# Ferry Italy to Croatia?



## JHJ (Jan 5, 2017)

Planning on driving down to Southern Italy, hoping to cross over to Montenegro or Crotia. Any suggestions gratefully received


----------



## QFour (Feb 7, 2017)

I was looking at the same route earlier today. There are a number of ferries, cost varies depending on route but most seem to only travel at night. Dogs not allowed inside or in cabins. Looks like a nice round trip.


----------



## muzz (Feb 7, 2017)

Ive been considering the same for July/August but I think Ive decided just to drive straight down the Croatian coast to Montenegro. Maybe save that trip for retirement. Have been to Croatia a number of times but never to the bottom.
Its a great country and I do think that the sites are cheaper compared to like for like in other countries.


----------



## 1888 (Feb 7, 2017)

QFour said:


> I was looking at the same route earlier today. There are a number of ferries, cost varies depending on route but most seem to only travel at night. Dogs not allowed inside or in cabins. Looks like a nice round trip.
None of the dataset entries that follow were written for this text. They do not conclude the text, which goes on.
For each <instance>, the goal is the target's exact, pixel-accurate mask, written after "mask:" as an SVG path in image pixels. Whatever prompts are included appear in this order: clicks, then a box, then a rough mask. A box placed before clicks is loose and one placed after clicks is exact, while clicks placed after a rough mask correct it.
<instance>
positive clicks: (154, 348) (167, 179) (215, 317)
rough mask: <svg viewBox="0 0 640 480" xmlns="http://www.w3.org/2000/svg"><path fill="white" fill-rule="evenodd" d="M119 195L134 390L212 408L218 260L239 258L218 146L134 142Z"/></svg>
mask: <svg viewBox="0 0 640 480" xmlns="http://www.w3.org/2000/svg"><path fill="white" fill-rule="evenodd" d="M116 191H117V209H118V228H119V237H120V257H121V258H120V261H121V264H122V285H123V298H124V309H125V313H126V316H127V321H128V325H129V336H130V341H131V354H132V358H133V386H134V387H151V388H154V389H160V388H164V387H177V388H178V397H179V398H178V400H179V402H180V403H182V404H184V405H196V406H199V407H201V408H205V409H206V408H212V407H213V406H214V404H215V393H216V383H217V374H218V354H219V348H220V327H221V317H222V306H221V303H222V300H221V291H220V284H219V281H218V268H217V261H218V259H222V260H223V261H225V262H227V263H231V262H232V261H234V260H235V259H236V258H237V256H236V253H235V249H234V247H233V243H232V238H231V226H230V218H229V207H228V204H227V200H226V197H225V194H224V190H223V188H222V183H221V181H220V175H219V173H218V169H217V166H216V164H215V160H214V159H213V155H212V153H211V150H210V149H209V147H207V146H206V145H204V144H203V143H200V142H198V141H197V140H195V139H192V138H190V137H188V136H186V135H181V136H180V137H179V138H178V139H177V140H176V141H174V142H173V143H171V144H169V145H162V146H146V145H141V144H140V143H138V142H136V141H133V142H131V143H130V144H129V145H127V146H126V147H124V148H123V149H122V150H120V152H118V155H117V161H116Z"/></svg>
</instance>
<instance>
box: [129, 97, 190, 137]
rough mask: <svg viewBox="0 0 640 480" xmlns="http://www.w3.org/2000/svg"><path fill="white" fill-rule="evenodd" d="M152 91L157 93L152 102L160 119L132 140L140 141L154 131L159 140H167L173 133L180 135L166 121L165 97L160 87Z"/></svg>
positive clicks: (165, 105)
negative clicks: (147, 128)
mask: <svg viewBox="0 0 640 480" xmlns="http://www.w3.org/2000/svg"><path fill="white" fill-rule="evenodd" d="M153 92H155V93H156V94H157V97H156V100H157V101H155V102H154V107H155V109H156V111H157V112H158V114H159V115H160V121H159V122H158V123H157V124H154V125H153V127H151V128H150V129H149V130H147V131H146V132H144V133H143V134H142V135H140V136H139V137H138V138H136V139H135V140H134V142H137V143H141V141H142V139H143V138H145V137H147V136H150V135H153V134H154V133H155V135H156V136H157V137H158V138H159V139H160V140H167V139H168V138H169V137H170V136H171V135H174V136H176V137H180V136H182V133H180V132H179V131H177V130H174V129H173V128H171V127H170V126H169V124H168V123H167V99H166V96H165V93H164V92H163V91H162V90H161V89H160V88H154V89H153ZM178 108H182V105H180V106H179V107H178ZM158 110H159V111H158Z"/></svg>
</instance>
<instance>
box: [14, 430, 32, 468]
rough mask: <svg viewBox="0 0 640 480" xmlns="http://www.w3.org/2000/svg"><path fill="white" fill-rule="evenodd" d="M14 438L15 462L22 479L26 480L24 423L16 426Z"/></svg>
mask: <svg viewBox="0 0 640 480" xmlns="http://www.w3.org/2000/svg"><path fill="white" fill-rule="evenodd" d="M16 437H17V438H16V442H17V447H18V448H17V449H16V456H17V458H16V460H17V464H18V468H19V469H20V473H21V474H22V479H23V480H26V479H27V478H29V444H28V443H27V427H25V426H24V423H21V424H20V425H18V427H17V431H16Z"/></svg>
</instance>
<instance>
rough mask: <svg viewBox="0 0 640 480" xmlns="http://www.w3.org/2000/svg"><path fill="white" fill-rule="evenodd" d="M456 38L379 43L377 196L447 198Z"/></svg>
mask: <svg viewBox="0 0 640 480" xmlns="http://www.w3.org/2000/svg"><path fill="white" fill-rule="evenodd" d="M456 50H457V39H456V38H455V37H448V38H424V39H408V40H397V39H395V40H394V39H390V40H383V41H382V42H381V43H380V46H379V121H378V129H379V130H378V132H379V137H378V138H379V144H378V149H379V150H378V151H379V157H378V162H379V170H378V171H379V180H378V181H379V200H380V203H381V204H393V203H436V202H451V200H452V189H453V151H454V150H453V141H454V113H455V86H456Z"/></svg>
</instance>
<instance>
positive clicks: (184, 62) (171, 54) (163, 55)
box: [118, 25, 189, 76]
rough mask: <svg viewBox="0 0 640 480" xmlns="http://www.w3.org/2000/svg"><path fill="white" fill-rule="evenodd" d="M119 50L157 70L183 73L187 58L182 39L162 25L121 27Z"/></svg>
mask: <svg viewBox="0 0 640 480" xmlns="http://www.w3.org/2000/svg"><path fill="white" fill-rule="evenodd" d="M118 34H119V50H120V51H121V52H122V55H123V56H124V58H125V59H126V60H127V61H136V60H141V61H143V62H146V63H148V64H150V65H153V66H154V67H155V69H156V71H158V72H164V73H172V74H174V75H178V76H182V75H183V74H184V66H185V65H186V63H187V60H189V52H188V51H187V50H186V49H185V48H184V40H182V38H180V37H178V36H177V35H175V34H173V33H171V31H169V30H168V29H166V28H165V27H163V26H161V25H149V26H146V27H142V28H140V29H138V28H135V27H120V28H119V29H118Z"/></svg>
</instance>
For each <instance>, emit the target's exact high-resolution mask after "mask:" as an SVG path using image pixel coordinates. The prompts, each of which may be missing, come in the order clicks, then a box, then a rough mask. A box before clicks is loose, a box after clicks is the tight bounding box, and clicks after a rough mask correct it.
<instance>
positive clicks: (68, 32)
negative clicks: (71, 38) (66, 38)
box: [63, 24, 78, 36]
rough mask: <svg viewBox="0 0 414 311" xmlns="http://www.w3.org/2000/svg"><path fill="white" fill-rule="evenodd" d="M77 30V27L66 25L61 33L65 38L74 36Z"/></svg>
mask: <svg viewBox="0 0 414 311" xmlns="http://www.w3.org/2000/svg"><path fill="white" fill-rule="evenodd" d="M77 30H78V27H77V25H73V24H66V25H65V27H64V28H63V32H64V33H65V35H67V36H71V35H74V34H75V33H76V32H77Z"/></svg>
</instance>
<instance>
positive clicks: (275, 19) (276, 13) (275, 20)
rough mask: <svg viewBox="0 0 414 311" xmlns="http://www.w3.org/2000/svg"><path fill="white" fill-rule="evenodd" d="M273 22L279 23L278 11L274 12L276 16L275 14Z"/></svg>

I take it the ferry's dont have kennels or dont you like that idea? Saying that P&O from Hull you only get down to see your dog once or twice up to 10pm what seems a shame for a 12/13 hour trip. My mutt has never been so happy to see me that morning.


----------



## Deleted member 14127 (Feb 7, 2017)

I will be interested to follow your travels as this is a road trip I fancy doing - Bari to Bar, Montenegro then drive up through Croatia back to Italy.

Montenegro is a magical beautifully stunning place.


----------



## Steve121 (Feb 7, 2017)

We did the same trip, but in the reverse direction, by road a couple of years ago. Nice drive; can't imagine why anyone would want to take a ferry instead.


----------



## Molly1 (Feb 21, 2017)

*Croatia campsites.*



muzz said:


> Ive been considering the same for July/August but I think Ive decided just to drive straight down the Croatian coast to Montenegro. Maybe save that trip for retirement. Have been to Croatia a number of times but never to the bottom.
> Its a great country and I do think that the sites are cheaper compared to like for like in other countries.



This is nice to know. We are going to Croatia this June. Can you recommend any sites where we can use our kayak?


----------